Darkfab Awakens – Day One

The Blueprint

It all started with an impression video from StrongDM. Three engineers run a software factory there where no human writes code and no human reviews code. The system takes specifications in markdown, builds the software, tests it against behavioural scenarios and delivers finished artefacts.

At the centre sits Attractor – a non-interactive coding agent structured as a graph of nodes. Each node corresponds to a phase in the development process, the edges between them are described in natural language and evaluated by the LLM.

We read the specs. Then we built.

Credits to the StrongDM team – especially Dan Shapiro and the engineering team, who not only built a dark factory but open-sourced the complete specification. Without this transparency, our start would have been significantly slower.

What Happened on Day One

Here's the protocol – chronological, unfiltered:

  1. Built Attractor – Took the StrongDM specs as foundation and implemented our own variant, adapted to our GitLab setup and the Provitex Brain
  2. Created GitLab Fabric – A GitLab group as infrastructure backbone: repositories, CI/CD pipelines, runner configuration
  3. Connected base configuration – Agent connected to GitLab API, runner and brain context
  4. Integrated YOLO and MR modes – Two operating modes: YOLO for direct commits (fast, for simple tasks) and MR for merge-request-based workflows (safe, for complex changes)
  5. Tickets as gateway – GitLab issues as the entry point to the agentic loop: a ticket is created, the agent takes over
  6. Ordered Anthropic API plan – Higher rate limits to prevent autonomous operations from hitting API boundaries
  7. Integrated self-improvement loop – The agent analyses its own results, recognises patterns and adjusts its prompts and strategies
  8. Activated YOLO mode – Live. Real tickets. No human in the loop.

The Result

After 24 hours: 97 commits across all connected repositories. Darkfab wasn't just active on its own repository – the system worked in parallel across 5 GitLab repositories, including a real client project.

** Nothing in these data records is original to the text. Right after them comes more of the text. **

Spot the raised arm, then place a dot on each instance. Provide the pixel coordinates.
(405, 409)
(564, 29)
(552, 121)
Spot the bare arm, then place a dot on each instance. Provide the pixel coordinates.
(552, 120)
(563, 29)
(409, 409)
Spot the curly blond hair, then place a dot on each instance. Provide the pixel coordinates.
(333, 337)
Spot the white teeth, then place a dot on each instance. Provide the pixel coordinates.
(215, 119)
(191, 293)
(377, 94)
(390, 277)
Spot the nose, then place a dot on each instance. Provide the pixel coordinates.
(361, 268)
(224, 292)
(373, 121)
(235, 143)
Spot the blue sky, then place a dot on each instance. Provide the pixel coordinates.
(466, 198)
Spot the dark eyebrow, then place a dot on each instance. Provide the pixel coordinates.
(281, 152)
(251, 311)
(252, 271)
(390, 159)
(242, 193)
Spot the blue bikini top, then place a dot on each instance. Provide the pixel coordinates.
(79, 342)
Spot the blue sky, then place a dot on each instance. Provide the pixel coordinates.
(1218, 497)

Of the 97 commits, 21 came from PX-AI Coder – our GitLab service account for fully autonomous agent commits. The rest was human-in-the-loop work: setup, architecture, configuration.

This isn't a benchmark and it's not a marketing claim. These are the actual numbers from the git logs of day one.

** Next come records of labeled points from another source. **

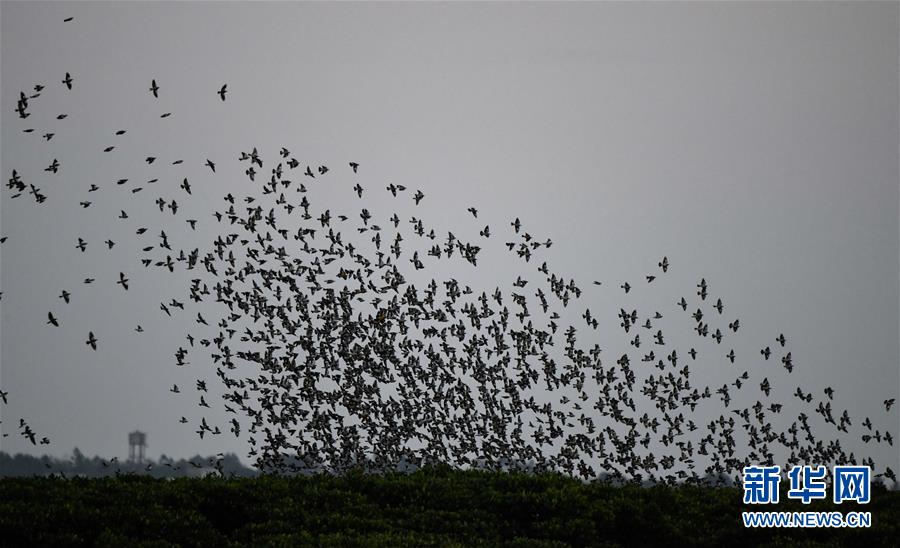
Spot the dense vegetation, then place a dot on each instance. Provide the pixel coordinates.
(429, 507)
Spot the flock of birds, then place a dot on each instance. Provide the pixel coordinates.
(341, 339)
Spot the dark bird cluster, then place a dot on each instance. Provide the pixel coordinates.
(358, 338)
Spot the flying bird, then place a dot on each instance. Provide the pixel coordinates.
(92, 341)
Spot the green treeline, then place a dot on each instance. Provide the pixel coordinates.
(431, 507)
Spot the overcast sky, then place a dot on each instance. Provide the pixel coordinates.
(754, 144)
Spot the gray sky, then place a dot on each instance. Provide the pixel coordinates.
(754, 144)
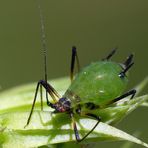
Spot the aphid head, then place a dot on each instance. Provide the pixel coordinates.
(126, 66)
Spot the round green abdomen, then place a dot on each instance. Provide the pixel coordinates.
(97, 83)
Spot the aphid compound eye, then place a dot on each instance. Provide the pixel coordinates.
(127, 64)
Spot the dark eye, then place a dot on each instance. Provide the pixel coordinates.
(122, 75)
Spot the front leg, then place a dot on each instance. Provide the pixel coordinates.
(49, 89)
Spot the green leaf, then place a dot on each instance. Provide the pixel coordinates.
(47, 129)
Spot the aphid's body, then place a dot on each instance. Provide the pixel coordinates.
(97, 83)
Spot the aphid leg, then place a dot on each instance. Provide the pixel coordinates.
(73, 58)
(128, 61)
(75, 127)
(110, 54)
(49, 89)
(76, 130)
(129, 93)
(41, 96)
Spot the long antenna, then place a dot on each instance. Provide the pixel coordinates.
(43, 38)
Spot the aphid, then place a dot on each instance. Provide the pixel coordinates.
(95, 86)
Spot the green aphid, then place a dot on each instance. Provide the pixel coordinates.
(96, 86)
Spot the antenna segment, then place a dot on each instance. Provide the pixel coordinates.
(43, 38)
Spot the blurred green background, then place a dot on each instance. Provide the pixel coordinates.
(95, 27)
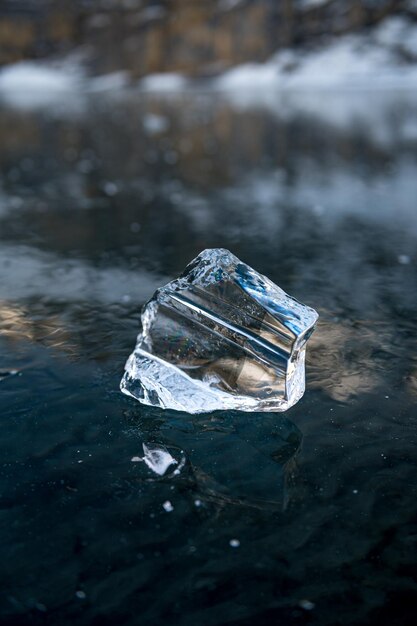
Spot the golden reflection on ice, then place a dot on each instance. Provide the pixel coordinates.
(341, 357)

The Self-Improvement Loop in Action

The impressive part: the 10 autonomous commits weren't pre-assigned tasks. Darkfab identified its own tickets through the self-improvement loop, created them in GitLab, resolved them and closed them with the darkfab:done label. Two examples straight from GitLab:

Two GitLab tickets autonomously created and completed by Darkfab – a Vault/SOPS integration and a config test fix

Ticket #27 – a Vault/SOPS integration for secret management – the agent independently identified as a security improvement and implemented it. Ticket #28 – a config test fix – emerged from analysing its own test coverage. Both automatically closed with the darkfab:done label.

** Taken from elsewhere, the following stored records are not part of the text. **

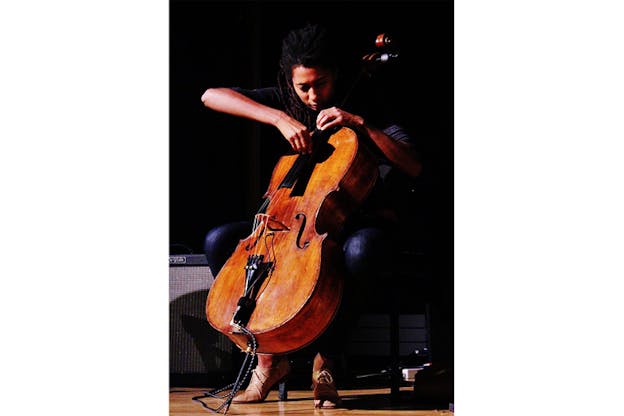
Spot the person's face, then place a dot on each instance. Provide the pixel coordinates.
(314, 86)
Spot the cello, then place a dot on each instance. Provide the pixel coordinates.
(282, 286)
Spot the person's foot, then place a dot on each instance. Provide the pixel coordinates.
(325, 392)
(262, 381)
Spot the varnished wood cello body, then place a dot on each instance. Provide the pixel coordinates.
(284, 282)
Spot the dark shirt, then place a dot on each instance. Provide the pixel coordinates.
(381, 207)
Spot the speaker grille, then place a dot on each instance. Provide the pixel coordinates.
(195, 347)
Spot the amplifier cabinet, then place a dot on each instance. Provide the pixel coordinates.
(195, 348)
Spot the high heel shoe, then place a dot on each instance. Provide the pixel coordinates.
(325, 392)
(262, 380)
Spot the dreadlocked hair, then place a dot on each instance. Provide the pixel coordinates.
(309, 46)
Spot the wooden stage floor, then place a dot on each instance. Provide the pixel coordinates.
(355, 402)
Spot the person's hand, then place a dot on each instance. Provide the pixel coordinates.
(296, 134)
(334, 116)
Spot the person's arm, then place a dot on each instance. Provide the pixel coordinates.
(226, 100)
(402, 155)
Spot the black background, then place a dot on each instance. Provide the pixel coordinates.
(220, 165)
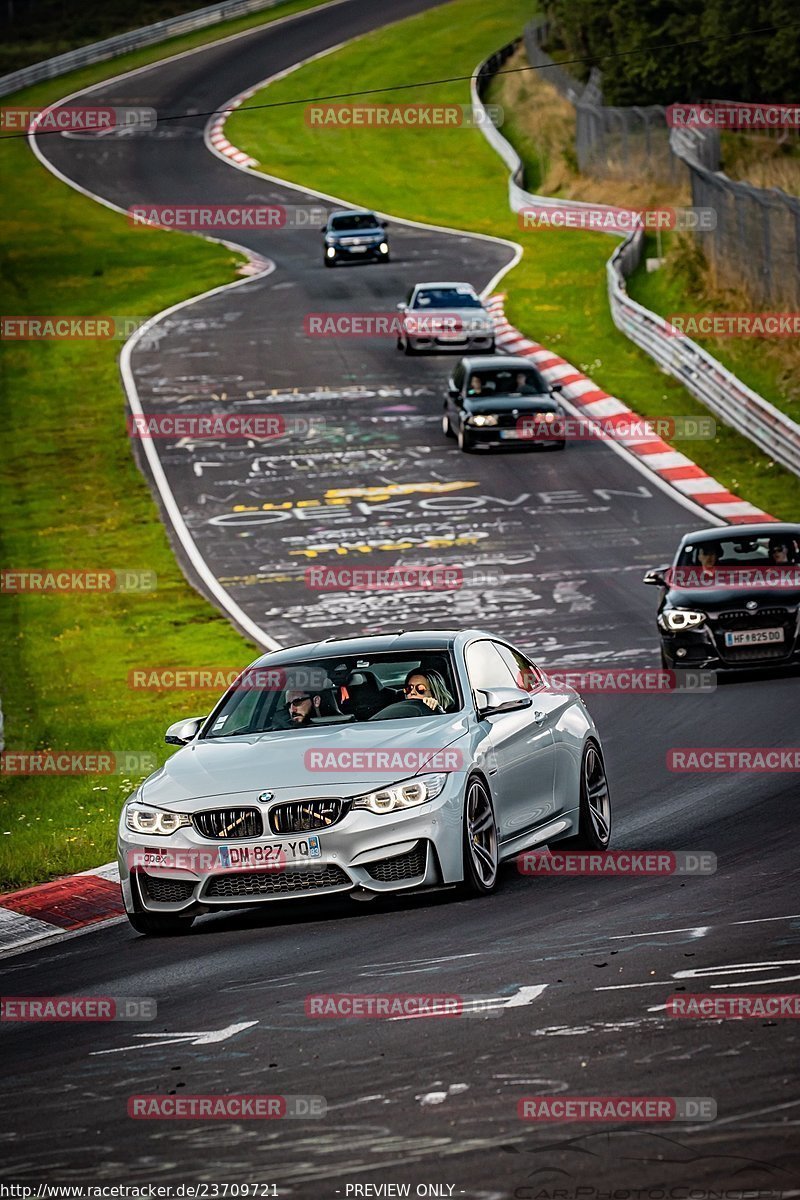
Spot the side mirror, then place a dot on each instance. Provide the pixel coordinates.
(181, 732)
(501, 700)
(656, 576)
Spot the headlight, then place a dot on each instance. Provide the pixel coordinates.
(677, 619)
(402, 796)
(139, 819)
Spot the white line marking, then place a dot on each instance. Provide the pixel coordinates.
(689, 929)
(196, 1039)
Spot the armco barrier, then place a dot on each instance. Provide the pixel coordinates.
(112, 47)
(721, 391)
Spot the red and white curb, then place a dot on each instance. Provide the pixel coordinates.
(217, 138)
(61, 907)
(653, 453)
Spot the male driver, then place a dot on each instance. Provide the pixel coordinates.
(301, 707)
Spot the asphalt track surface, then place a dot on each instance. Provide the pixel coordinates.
(431, 1101)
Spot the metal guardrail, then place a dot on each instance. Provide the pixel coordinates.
(112, 47)
(717, 388)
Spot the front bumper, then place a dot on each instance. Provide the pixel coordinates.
(355, 253)
(416, 847)
(475, 342)
(704, 647)
(492, 436)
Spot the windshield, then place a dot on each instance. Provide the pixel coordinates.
(773, 550)
(524, 382)
(446, 298)
(336, 691)
(354, 221)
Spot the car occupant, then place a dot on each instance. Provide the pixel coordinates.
(779, 551)
(521, 385)
(708, 556)
(300, 707)
(429, 688)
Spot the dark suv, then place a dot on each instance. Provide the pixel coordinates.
(354, 235)
(731, 598)
(503, 401)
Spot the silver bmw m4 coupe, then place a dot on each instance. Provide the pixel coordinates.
(364, 766)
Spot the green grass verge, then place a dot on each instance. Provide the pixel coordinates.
(451, 177)
(72, 497)
(762, 364)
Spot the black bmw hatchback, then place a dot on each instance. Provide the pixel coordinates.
(353, 237)
(731, 598)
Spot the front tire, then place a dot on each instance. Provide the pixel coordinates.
(594, 809)
(480, 840)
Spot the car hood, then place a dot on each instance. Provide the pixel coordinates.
(543, 403)
(242, 767)
(708, 599)
(376, 232)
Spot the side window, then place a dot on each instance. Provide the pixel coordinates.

The commits come from PX-AI Coder – our GitLab service account for autonomous agent commits:

Commits by PX-AI Coder in GitLab – automatically created without human intervention

No human created these tickets. No human wrote the code. No human made the commit. The agent identified a problem, implemented a solution and shipped the change.

What We Learned

YOLO mode is impressively fast, but not suitable for everything. Some tickets need MR mode with human review. The art lies in automatically recognising which mode is appropriate.

The self-improvement loop works. 21 of 97 commits were fully autonomous – an autonomy level of 21.6% on day one. And the most exciting part: 5 of those autonomous tickets ran not on the Darkfab repository itself, but on a real client project.

The next challenge: scaling. Not more tickets per hour, but more complex tickets. The path from simple bug fixes to feature development.

Darkfab is awake. Let's see what day two brings.